KAPAL YANG MENGANGKUT MIGRAN TERBALIK DI SAMUDRA ATLATIK
Setidaknya 58 orang tewas setelah sebuah kapal yang membawa lusinan migran terbalik di Samudra Atlantik di lepas negara Afrika Barat, Mauritania, agen migrasi AS mengatakan, Rabu. Dikatakan 83 orang berenang ke pantai. Itu adalah salah satu bencana paling mematikan tahun ini di antara para migran yang berusaha melakukan perjalanan berbahaya ke Eropa.
Kapal yang mengangkut sedikitnya 150 orang kehabisan bahan bakar saat mendekati Mauritania, Organisasi Internasional untuk Migrasi mengatakan dalam sebuah pernyataan. Korban selamat sedang dibantu oleh otoritas Mauritania di kota utara Nouadhibou, kata badan AS. Korban selamat mengatakan kapal, dengan wanita dan anak-anak di kapal, telah meninggalkan Gambia pada 27 November.
Sejumlah korban luka yang tidak diketahui dibawa ke rumah sakit di Nouadhibou."Otoritas Mauritania sangat efisien mengoordinasikan respons dengan agensi yang saat ini hadir di Nouadhibou." kata Laura Lungarotti, kepala misi di Mauritania dengan agen migrasi.
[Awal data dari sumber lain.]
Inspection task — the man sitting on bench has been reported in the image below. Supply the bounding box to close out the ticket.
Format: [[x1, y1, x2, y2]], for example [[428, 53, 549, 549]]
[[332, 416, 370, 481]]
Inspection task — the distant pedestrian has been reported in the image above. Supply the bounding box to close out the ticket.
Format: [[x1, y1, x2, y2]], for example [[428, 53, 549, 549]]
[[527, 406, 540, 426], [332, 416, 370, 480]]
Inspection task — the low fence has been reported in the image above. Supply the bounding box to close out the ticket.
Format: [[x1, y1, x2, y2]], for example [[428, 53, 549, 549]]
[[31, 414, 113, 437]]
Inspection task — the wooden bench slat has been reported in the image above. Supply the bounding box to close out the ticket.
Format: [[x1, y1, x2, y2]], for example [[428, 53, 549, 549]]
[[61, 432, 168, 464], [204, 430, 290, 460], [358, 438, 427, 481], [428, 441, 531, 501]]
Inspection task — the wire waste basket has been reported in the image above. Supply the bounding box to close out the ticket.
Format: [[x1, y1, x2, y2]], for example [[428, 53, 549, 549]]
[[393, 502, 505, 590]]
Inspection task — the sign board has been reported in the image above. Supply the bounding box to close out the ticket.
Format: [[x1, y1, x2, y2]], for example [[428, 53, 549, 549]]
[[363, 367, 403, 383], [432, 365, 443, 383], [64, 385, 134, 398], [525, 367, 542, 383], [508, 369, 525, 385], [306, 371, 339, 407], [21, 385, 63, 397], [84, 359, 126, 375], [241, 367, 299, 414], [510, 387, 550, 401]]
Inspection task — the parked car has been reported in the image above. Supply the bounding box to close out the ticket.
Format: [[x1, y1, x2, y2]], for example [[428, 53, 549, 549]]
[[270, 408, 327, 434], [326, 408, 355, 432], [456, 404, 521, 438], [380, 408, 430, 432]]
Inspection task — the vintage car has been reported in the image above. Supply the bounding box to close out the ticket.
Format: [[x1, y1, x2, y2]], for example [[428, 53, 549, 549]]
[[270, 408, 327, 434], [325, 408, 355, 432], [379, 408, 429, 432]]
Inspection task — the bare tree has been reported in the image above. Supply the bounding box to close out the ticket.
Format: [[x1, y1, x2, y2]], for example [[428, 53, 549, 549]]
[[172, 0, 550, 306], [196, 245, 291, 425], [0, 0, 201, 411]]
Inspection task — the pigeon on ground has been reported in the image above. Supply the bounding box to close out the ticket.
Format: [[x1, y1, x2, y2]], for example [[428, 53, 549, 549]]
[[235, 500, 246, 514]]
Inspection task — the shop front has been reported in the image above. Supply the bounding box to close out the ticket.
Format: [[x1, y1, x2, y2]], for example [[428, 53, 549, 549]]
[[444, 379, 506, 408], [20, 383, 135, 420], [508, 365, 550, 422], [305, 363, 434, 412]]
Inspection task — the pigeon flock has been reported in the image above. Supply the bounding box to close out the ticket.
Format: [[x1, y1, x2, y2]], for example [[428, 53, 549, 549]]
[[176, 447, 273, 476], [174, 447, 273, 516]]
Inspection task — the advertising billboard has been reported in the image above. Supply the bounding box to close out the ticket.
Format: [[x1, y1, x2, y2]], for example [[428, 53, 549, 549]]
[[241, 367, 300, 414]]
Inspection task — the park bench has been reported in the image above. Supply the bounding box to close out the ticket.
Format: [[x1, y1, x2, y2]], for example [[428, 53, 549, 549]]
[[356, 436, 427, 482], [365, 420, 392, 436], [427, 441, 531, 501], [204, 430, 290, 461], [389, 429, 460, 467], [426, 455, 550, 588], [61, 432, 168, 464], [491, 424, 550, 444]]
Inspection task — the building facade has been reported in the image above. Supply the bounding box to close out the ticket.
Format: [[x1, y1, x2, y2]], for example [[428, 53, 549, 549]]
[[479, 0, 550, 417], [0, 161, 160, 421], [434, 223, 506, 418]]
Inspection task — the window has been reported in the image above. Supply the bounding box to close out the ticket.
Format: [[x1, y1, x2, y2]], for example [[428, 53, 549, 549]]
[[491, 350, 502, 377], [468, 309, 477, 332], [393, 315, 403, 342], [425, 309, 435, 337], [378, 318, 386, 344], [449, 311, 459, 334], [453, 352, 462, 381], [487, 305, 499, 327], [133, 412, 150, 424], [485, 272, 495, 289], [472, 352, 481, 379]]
Tidak ada pernyataan langsung dari pihak berwenang di Gambia, sebuah negara kecil di Afrika Barat tempat banyak migran berangkat dengan harapan mencapai Eropa. Meskipun ukurannya kecil, lebih dari 35.000 migran Gambia tiba di Eropa antara 2014 dan 2018, menurut agen migrasi AS.